Lei si volta e lo fissa.
«Nessuno saprà mai chi eri e cosa ti legava a lui, hai la mia parola. Non pensavo che avresti seguito il mio consiglio di cinque anni fa.»
«Quello di scappare via, di rifarmi una vita? Neppure io lo credevo. Mi mancava il coraggio, sembrava più facile lasciarmi morire che riprendere a vivere. Eppure ci pensavo. Sempre.»
«Poi?»
«Poi l’inverno scorso ha picchiato a sangue Ludmila. L’ho portata io in ospedale e quando sono uscita da lì… non so, ho chiesto un passaggio a un camion, poi a un altro e…» fa un piccolo sorriso triste. «Ero convinta di esserci riuscita. Solo che tre giorni fa l’ho trovato lì» indica con il mento il muretto, «Irrrrrina, rideva con quella sua r che gli girava per la bocca quasi volesse masticarmi» ha un brivido. «Lui non se l’aspettava. Continuava a ridere mentre si avvicinava, con le braccia aperte e quei suoi occhi da diavolo. A me è bastato solo sollevare la pentola. E lasciarla andare.»
Jules oscilla appena la testa, a dire che non serve aggiungere altro, che non importa, che darebbe una medaglia a chi l’ha aiutata a portare via quel corpo largo come una putrella, che lei si è solo difesa e qualunque giuria di buon senso l’assolverebbe, se tutte le giurie avessero buon senso.
«Come ti chiami ora?»
«Lucia, ma…»
«Addio Lucia, ti auguro buona vita. Te la meriti». Getta l’ultima bottiglia, le restituisce la grossa pentola e salutandola con uno dei suoi sorrisi sghembi, incassa il collo nel bavero e se ne va.

«Tutto a posto Jules?» domanda Valentina versando il vino nei calici.
Jules osserva i volti aperti e autentici dei suoi ospiti attraverso i riflessi rubino e si guarda intorno.

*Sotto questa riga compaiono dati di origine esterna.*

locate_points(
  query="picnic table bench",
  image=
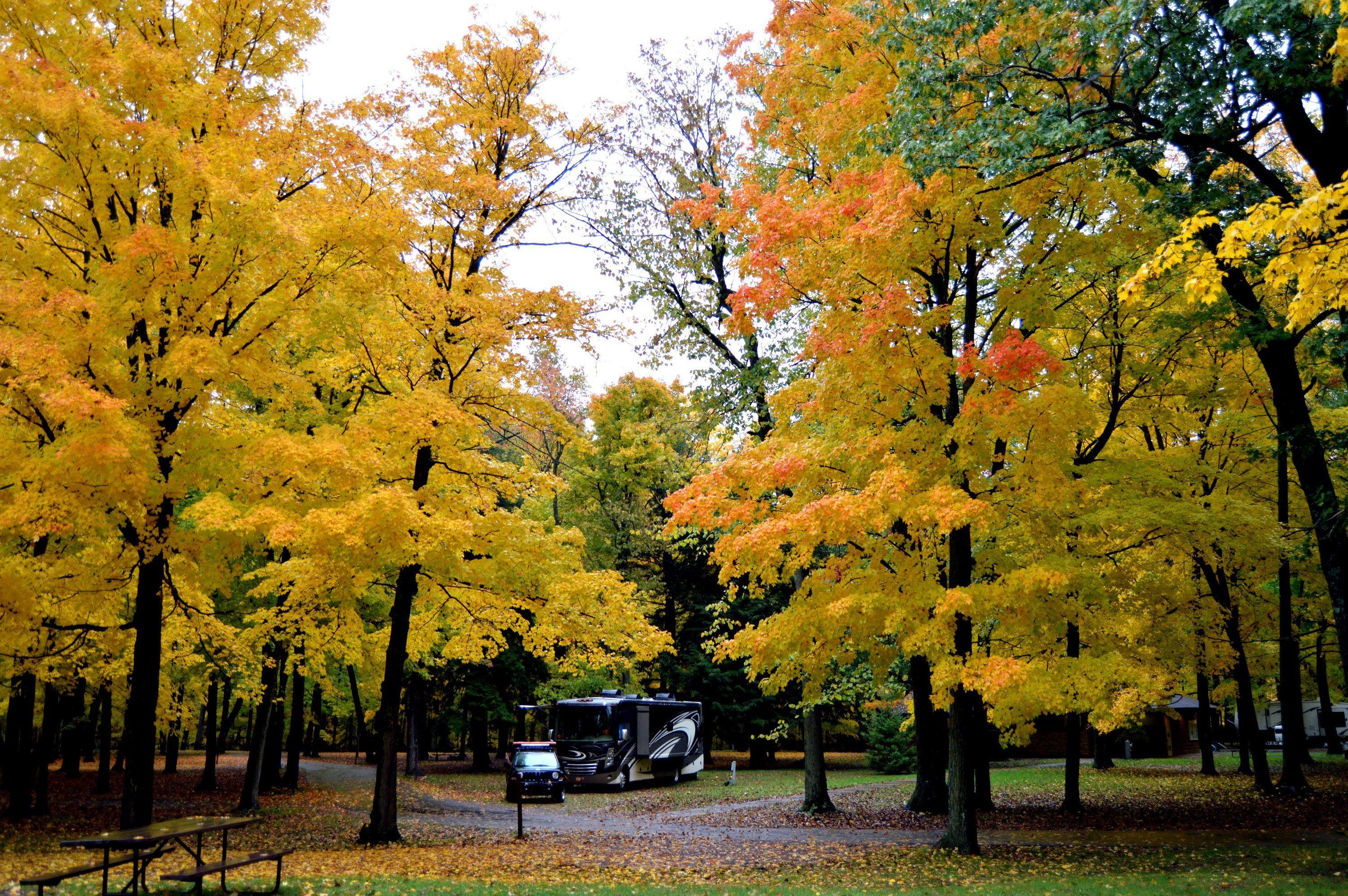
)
(153, 841)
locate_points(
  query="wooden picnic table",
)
(149, 843)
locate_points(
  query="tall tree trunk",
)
(358, 711)
(103, 783)
(138, 785)
(19, 766)
(962, 832)
(982, 766)
(1103, 750)
(316, 727)
(275, 744)
(482, 748)
(1072, 733)
(231, 716)
(208, 771)
(259, 723)
(174, 733)
(120, 764)
(416, 686)
(383, 813)
(46, 746)
(91, 733)
(816, 778)
(1210, 766)
(296, 743)
(73, 732)
(1327, 709)
(1289, 655)
(931, 739)
(1250, 737)
(1277, 351)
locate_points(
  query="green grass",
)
(913, 871)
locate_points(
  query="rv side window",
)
(584, 724)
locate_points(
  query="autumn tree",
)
(418, 370)
(680, 142)
(1022, 89)
(162, 215)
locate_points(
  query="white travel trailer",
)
(1270, 720)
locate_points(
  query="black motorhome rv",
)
(616, 739)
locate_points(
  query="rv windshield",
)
(584, 724)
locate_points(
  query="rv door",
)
(643, 732)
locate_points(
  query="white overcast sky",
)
(367, 44)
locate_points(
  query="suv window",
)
(529, 759)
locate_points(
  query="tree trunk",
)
(1277, 351)
(1210, 766)
(358, 711)
(1103, 744)
(208, 771)
(296, 743)
(983, 756)
(482, 750)
(758, 754)
(931, 740)
(72, 735)
(316, 725)
(1327, 717)
(259, 723)
(103, 783)
(19, 767)
(275, 744)
(46, 746)
(91, 733)
(414, 705)
(962, 830)
(1289, 657)
(1072, 735)
(138, 783)
(227, 724)
(816, 778)
(383, 813)
(1250, 721)
(174, 735)
(1250, 739)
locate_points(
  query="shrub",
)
(890, 747)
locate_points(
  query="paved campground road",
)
(703, 824)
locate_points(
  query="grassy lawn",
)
(913, 871)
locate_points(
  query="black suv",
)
(536, 772)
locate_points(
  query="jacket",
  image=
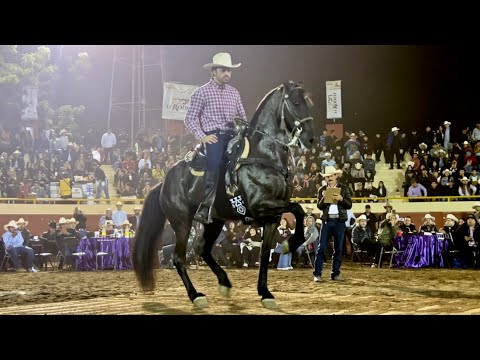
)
(343, 205)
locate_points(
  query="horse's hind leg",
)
(268, 300)
(182, 232)
(204, 247)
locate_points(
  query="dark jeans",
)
(337, 229)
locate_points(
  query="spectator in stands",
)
(14, 246)
(119, 216)
(22, 224)
(108, 142)
(135, 218)
(408, 227)
(428, 224)
(107, 216)
(466, 239)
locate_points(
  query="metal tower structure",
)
(131, 66)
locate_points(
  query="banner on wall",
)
(334, 99)
(176, 100)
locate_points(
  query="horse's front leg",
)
(298, 238)
(204, 247)
(268, 300)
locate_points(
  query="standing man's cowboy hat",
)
(12, 223)
(22, 221)
(221, 60)
(330, 170)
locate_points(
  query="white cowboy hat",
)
(361, 217)
(22, 221)
(329, 171)
(221, 60)
(12, 223)
(452, 217)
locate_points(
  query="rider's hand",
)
(209, 139)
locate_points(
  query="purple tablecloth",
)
(420, 251)
(91, 246)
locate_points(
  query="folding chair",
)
(392, 253)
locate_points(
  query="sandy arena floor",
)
(365, 291)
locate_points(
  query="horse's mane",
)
(262, 104)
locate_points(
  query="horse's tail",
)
(153, 221)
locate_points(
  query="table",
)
(420, 251)
(119, 246)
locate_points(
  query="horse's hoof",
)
(225, 291)
(285, 247)
(270, 303)
(200, 302)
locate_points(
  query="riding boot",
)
(203, 213)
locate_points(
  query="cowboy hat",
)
(452, 217)
(22, 221)
(388, 205)
(361, 217)
(12, 223)
(329, 171)
(428, 216)
(221, 60)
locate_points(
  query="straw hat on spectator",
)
(360, 218)
(22, 221)
(12, 223)
(428, 216)
(452, 217)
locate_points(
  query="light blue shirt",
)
(118, 217)
(10, 240)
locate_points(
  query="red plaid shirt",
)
(212, 106)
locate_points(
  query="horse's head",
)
(295, 116)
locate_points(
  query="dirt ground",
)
(365, 291)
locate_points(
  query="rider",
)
(213, 107)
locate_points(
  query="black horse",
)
(282, 121)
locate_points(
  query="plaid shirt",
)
(212, 107)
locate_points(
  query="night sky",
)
(385, 86)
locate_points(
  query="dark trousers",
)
(337, 229)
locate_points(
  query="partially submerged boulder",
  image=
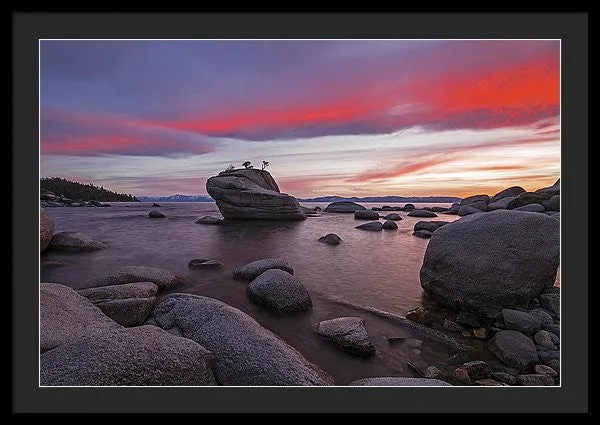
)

Pensa ai progetti, quelli da costruire insieme, passo dopo passo, da coltivare e vedere crescere, pensa a Irina e a chi come lei si convince di non avere neppure il diritto di sognarlo. Pensa alle scelte e alla vita, quella che vale la pena vivere. E annuisce.
Alzano i calici “alti e schietti” come i famosi cipressi, sì. Ma con qualcosa in più.